I guess my point is that non-human living things seem to present a particular challenge of nebulosity for us to deal with…

Anthropomorphization

David Chapman 2016-11-05

Thanks, interesting thoughts! (I hadn’t planned to address anthropomorphization.)

AA

Michael Taft 2021-01-24

Looking for a good source for adorable pet aardvarks. Thanx.

Matt C. Wilson

Matt C. Wilson 2021-09-18

David,

This concept of selfness seems like a really important one to understand. Unfortunately I don’t feel like I came away with a solid grasp after reading this page - it’s all very abstract.

The tarantula metaphor is ok I suppose. I get the analogy to “focusing on activities that go back and forth over the boundary.” I would love some more concrete examples. You come closest with this paragraph, but I have to admit I struggle to think up my own examples for activities or phenomena that match up:

We cannot even control ourselves, because phenomena switch frequently from “self” to “other” and back; because “parts of self” have nebulous boundaries themselves; and because they are often more closely coupled to “other” than to other parts of self. As a dramatic example, when two people fall in love against their better judgement, each person’s emotions communicate more with the other’s than with their own more dispassionate thoughts.
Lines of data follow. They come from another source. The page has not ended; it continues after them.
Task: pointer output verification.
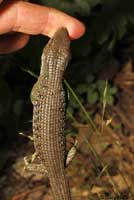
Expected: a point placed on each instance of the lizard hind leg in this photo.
(34, 167)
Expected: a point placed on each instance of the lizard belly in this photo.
(51, 141)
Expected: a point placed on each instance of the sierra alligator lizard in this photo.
(48, 101)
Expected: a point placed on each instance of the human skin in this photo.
(19, 20)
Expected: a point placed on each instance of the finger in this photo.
(35, 19)
(12, 42)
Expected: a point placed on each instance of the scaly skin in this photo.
(49, 113)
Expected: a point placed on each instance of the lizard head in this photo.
(56, 53)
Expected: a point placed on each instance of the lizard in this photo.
(48, 99)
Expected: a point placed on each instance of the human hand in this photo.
(19, 19)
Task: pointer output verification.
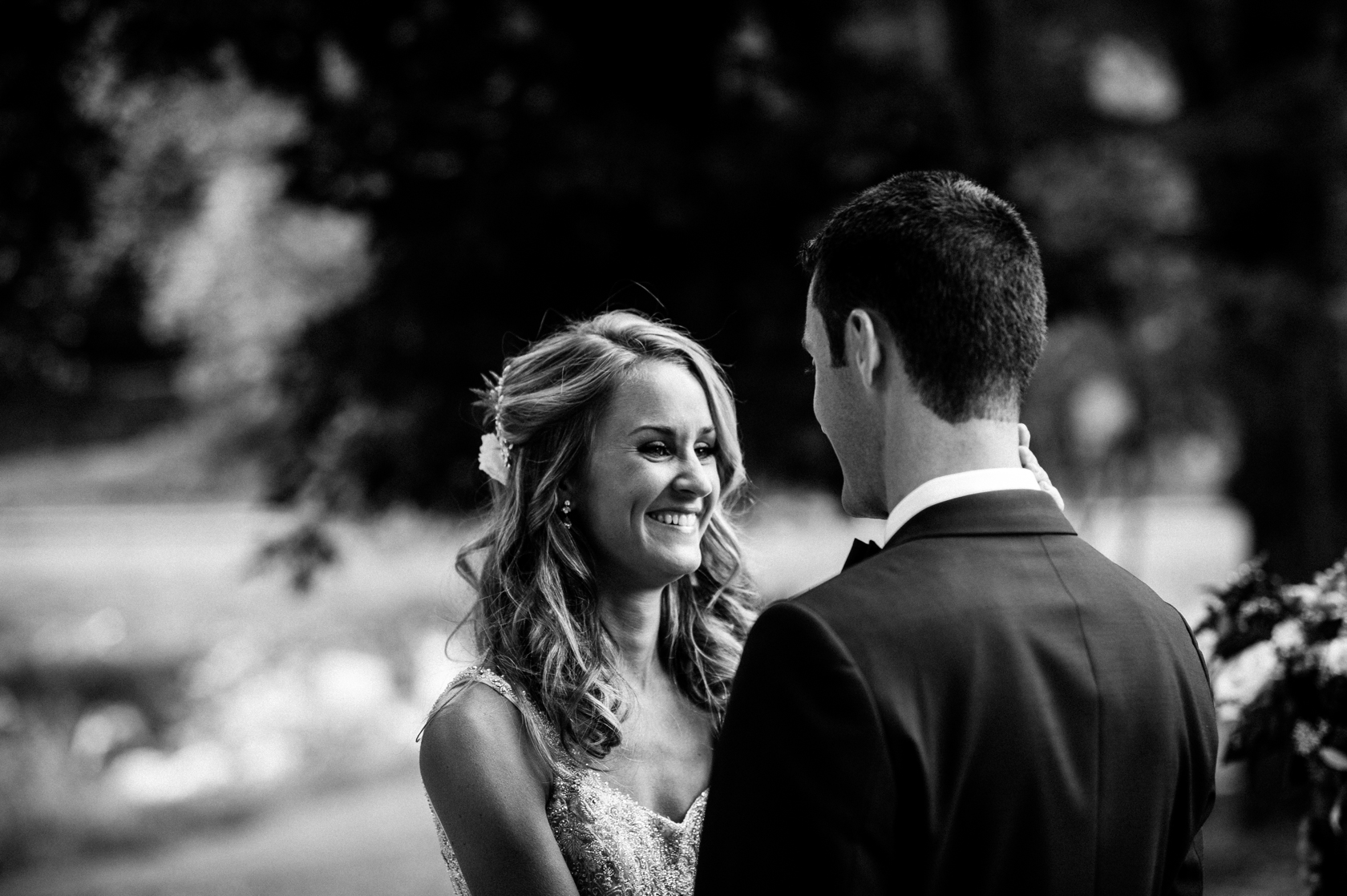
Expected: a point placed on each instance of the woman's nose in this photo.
(695, 477)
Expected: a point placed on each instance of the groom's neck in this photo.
(919, 446)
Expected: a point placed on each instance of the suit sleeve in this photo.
(802, 797)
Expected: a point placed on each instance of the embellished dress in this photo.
(613, 845)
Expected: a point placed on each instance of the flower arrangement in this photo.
(1279, 674)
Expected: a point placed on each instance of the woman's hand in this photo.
(1031, 464)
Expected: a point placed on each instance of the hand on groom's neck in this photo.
(920, 446)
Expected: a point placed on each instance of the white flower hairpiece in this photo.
(493, 454)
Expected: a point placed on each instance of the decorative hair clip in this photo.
(493, 456)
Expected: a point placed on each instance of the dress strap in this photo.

The best I can come up with is dancing - two really compatible and attuned dance partners form a performance that neither of them (I don’t think?) think of as entirely their own or entirely their partner’s.

I might have “my moves” fairly clear in my mind, and can mentally visualize or conceptualize my partner’s moves. But in the act of dancing there may be moments of improvisation or stumble or mistake. In these moments, a really good partner can read and, in the moment, as the other partner is also so doing, respond well to the novelty and form a new pattern, restore the old, or, maybe, do something totally unpatterned.

Introductory introduction is introductory

David Chapman 2021-09-18

Yes, this web page is the introduction to what will (maybe someday) be a hundred-page chapter. Meaningness is a work in progress—although I’ve made no progress on this chapter in more than a decade. So it’s abstract because conceptually there’s another hundred pages of explanation, examples, details, and so forth.

Given my limited time for writing, most of the book exists only as outline. For some readers, that is completely useless. Others are able to extrapolate at least some of what this chapter (and other unwritten ones) will say based on the abstract hints given in introductory overviews, and say they find it useful.

What freedom?

Trent TG 2023-01-06

The concept of “free will” has irked me for some time, and you have expounded on the idea I had as a teenager trying to debate religious types on the concept of choice and sin.

That when we interact with one another, there is no singular entity devoid of the other. It is in the interplay of individuals (other animals too!) and environments that our desires and actions are forged then expressed. This in turn affects something or someone else in a different time/space.

All of my choices have been based on what I knew and seemingly wanted at the time (you can’t go back, as far as we know), I never regret anything beyond the capacity to learn something and my desire springs from an observation of others, their experiences and the consequences, then re-informed by my own, etc.

Choices and desires have never felt monolithic to me, the way so many seem to think they are.